About 100 angry parents protested Monday at the Cullinan Combined School in the capital, Pretoria.

Roos said he assigned the story to his sixth-graders ``to explain to the children the issues of racism and that we are all equal.″

``But I’m the pig of the school now,″ he said in an interview. ``The headmaster told me to leave and said I’m not capable of teaching students.″

An Education Department spokesman _ who is black _ believes Roos’ intentions were good, but that wounds from white rule remain too fresh for him to have addressed racial issues in that way.

``The story has a very powerful anti-racist message. I am convinced the teacher’s intentions were noble,″ said Aubrey Matshiqi, spokesman for the provincial Education Department. ``But maybe the timing is a bit incorrect. Our schools are still trying to grapple with race issues.″

The parents maintained Roos showed a lack of sensitivity in assigning the story and that some of their children were upset by it.

``If we’re living in a new South Africa, it’s stupid to come up with such assignments,″ said one father, who refused to give his name for fear of retaliation.

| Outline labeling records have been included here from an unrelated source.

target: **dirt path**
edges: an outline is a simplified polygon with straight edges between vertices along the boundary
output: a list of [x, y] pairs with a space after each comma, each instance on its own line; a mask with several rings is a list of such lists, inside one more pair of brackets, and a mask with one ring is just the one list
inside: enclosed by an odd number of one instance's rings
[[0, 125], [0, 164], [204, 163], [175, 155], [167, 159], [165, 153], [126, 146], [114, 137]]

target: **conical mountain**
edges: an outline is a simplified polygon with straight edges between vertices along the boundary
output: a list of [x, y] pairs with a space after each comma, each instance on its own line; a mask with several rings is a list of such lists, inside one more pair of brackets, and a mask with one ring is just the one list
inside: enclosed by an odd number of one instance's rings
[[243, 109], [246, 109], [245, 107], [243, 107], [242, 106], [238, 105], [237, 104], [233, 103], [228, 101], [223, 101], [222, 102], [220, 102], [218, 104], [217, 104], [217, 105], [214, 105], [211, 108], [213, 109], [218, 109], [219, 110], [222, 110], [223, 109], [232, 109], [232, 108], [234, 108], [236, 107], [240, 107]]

The dispute exposes racial sensitivity that goes deeper than the use of a hated word. A government commission recently denounced the ``virtual apartheid″ that persists in schools, with the separation of white and black residential areas hampering true equality in education. School playgrounds have become ``battlefields″ between black and white students, the report said.

In ``Unto Dust,″ Bosman, who died in 1951, describes a 19th century skirmish between white settlers and native South Africans. A settler, Hans Welman, is speared to death by a black man, who in turn is shot dead by another settler. Months later, a burial party comes to retrieve Welman’s remains, but the weather and animals have scattered and mixed the bones of the two men.

``We could not tell which was the white man and which the kaffir,″ a character says. ``No matter what the difference in the color of their skin had been, it was impossible to say that the kaffir’s bones were less white than Hans Welman’s.″

School headmaster Joe Coetzee said he has apologized to many of the parents over the ``unfortunate″ incident.

Roos, meanwhile, said he plans to go to the teachers’ union and Education Department to try to get his job back.